La gastronomía, rica aunque monótona,a base de cordero y pollo, especiados y guisados, salsa amarga de yoghurt y ensaladas; dulces muy dulces hechos con miel y pasta de frutos secos (delicias o baklavas) y té, claro, té turco negro o de manzana.
Como ciegos, tuvimos muy pocas ventajas: a la entrada en el aeropuerto (a la hora de sellar el pasaporte y pagar el correspondiente visado de entrada, 15€) había un acceso especial para discapacitados, nos ahorramos el billete en los tranvías (disponen de megafonía que anuncia las paradas) y escuchamos un único semáforo acústico que verbalizaba un mensaje (a saber qué diría) y poco más. Tuvimos que hacer las largas colas para entrar en los monumentos y pagar tanto las entradas como las audioguías, nada de braille ni maquetas, por supuesto. Me parece bien pagar lo que haya que pagar, pero siempre que luego pueda disfrutarlo como los demás. Tengo intención de dirigirme a la embajada turca en este sentido.
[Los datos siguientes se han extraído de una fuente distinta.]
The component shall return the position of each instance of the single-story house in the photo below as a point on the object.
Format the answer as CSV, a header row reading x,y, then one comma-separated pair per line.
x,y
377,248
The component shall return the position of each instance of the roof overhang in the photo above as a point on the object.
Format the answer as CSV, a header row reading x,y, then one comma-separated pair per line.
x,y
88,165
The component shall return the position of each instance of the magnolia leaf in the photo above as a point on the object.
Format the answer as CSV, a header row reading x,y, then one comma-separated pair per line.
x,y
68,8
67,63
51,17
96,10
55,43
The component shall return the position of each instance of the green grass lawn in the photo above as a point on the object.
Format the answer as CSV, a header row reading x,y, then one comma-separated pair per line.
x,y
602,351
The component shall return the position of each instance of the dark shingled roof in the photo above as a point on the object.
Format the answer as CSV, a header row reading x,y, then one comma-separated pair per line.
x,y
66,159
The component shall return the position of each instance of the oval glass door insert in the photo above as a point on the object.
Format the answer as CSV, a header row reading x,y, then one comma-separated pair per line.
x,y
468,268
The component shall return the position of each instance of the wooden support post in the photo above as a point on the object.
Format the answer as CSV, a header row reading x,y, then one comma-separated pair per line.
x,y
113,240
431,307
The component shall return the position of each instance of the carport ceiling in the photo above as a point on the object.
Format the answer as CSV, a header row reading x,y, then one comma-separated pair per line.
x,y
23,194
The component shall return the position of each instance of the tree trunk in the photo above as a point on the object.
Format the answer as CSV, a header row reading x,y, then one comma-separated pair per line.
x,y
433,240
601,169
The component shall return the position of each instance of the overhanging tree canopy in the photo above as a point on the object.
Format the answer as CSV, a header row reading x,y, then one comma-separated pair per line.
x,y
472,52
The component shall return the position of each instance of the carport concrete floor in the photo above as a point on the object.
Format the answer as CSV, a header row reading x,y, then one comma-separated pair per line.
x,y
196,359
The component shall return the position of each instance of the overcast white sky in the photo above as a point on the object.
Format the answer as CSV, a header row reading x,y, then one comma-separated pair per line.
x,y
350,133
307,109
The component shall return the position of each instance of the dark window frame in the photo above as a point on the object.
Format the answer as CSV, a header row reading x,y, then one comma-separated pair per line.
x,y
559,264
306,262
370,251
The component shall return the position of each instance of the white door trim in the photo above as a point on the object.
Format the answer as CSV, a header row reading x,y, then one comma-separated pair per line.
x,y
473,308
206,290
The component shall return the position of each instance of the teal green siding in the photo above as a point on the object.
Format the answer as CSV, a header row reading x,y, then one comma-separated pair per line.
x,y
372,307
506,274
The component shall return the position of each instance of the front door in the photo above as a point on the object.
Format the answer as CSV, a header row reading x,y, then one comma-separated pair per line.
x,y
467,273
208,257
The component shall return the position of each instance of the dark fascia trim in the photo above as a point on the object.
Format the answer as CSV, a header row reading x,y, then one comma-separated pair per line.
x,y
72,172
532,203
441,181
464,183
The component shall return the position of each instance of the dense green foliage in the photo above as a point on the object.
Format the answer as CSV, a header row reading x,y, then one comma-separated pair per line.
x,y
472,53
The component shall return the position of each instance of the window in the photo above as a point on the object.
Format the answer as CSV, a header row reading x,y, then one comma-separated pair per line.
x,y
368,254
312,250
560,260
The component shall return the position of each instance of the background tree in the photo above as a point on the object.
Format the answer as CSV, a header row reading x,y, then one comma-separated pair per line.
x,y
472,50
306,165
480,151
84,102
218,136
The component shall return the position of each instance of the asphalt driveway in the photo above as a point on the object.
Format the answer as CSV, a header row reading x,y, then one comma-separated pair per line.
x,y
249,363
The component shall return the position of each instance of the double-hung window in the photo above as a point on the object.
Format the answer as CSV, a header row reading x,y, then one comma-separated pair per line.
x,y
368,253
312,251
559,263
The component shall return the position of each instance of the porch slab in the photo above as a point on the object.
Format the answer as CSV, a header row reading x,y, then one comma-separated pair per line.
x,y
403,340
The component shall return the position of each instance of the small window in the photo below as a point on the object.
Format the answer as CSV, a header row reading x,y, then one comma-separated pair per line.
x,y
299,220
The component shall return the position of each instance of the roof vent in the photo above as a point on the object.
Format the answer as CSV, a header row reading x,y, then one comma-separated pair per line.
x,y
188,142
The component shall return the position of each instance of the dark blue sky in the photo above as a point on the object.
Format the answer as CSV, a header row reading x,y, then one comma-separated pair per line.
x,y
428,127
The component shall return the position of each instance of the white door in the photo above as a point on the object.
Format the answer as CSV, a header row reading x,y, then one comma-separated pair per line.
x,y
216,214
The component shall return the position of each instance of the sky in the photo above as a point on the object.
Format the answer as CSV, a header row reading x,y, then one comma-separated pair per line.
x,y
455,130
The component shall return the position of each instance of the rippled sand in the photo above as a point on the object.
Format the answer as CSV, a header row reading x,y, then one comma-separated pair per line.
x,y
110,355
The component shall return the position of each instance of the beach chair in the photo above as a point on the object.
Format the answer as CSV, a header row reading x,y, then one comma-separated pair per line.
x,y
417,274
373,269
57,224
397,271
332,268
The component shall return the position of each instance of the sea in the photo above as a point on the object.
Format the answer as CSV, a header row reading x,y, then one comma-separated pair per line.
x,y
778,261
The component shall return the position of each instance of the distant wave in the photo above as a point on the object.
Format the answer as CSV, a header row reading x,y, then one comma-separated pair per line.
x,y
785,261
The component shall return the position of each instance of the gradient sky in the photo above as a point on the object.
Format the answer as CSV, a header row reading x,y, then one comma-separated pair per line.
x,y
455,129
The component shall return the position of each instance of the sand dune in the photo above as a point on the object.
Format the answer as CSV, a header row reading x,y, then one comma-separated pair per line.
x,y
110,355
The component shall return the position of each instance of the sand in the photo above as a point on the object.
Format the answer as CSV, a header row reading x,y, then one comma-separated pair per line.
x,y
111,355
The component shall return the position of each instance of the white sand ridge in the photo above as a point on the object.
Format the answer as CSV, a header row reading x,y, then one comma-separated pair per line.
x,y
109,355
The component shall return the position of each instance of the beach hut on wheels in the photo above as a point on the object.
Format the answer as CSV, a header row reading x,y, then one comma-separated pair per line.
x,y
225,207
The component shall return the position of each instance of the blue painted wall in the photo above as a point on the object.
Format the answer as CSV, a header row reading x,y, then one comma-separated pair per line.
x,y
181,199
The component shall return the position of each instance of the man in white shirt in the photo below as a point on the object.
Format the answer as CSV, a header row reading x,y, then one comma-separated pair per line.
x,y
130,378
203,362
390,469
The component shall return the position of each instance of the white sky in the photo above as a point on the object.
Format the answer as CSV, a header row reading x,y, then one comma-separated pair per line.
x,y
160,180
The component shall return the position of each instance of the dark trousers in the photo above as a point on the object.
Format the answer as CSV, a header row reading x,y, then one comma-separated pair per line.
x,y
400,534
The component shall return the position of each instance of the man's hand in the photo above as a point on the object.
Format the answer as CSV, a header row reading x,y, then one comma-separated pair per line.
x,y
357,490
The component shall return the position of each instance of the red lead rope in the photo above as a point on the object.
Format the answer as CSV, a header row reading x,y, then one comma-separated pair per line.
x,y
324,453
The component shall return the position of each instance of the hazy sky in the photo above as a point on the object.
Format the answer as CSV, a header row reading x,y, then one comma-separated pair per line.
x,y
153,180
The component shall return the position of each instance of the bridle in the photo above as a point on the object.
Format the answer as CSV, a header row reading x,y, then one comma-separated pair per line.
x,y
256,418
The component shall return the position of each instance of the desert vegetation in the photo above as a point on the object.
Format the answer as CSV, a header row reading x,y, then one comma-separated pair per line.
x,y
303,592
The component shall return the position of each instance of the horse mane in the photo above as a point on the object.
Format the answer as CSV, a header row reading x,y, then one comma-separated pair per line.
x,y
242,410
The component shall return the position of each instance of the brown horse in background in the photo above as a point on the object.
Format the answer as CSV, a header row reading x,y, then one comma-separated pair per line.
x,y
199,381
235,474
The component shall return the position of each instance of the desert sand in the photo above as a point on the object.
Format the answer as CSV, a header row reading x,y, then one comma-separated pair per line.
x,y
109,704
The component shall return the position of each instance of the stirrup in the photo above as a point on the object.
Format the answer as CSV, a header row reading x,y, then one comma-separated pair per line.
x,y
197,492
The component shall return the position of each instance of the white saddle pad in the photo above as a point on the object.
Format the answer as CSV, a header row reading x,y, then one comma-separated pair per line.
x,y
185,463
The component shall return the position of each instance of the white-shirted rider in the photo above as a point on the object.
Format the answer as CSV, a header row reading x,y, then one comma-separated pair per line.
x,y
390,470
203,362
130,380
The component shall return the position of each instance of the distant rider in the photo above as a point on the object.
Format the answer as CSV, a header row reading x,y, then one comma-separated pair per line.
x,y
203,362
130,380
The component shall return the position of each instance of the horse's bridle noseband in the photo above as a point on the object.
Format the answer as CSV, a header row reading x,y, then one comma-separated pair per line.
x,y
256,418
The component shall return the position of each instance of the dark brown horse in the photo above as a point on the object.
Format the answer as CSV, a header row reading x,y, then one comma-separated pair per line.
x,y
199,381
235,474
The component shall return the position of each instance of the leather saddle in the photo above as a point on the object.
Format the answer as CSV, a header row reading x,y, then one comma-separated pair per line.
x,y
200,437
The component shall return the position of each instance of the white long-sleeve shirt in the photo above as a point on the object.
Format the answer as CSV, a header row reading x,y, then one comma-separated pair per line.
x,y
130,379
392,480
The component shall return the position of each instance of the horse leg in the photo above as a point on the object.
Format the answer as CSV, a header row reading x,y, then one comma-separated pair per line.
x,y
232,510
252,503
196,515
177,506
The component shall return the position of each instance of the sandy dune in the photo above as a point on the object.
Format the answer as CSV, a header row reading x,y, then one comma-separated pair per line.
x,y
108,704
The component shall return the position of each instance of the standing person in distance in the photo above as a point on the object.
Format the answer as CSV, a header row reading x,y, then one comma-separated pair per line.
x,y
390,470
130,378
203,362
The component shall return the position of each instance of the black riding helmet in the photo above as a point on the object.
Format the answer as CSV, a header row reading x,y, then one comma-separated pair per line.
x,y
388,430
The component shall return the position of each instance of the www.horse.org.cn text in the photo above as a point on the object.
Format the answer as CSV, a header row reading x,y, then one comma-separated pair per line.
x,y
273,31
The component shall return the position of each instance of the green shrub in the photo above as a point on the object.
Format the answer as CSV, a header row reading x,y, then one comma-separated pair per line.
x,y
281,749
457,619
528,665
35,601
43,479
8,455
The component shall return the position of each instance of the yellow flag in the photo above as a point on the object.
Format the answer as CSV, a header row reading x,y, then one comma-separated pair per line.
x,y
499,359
Me gustó especialmente visitar el harén del Topkapi, pasear por el Cuerno de Oro, entrar en la mezquita de Suleimán (menos turistizada que la Azul), experimentar la sensación de un hamán o baño turco con su masaje correspondiente, subir a la torre Gálata, con la sensación de vacío y hacer el crucero por el bósforo, aunque a éste le sobró la música disco que lo acompañó en casi todo el recorrido, impidiéndome imbuirme del entorno.
Me habría gustado poder pisar la parte asiática de la ciudad,relajarnos por algún parque o jardín, tocar alguno de los libros depositarios de la sabiduría islámica o bizantina y disfrutar con mayor profundidad del Pera Palace (haber entrado en las míticas habitaciones donde durmieron personajes de la talla de Agatha Christie o Ernest hemingway. Pasamos de perder el tiempo en las salas del tesoro o de las reliquias (total para qué, si no íbamos a poder verlas ni tocarlas, por muy lujosas que fueran)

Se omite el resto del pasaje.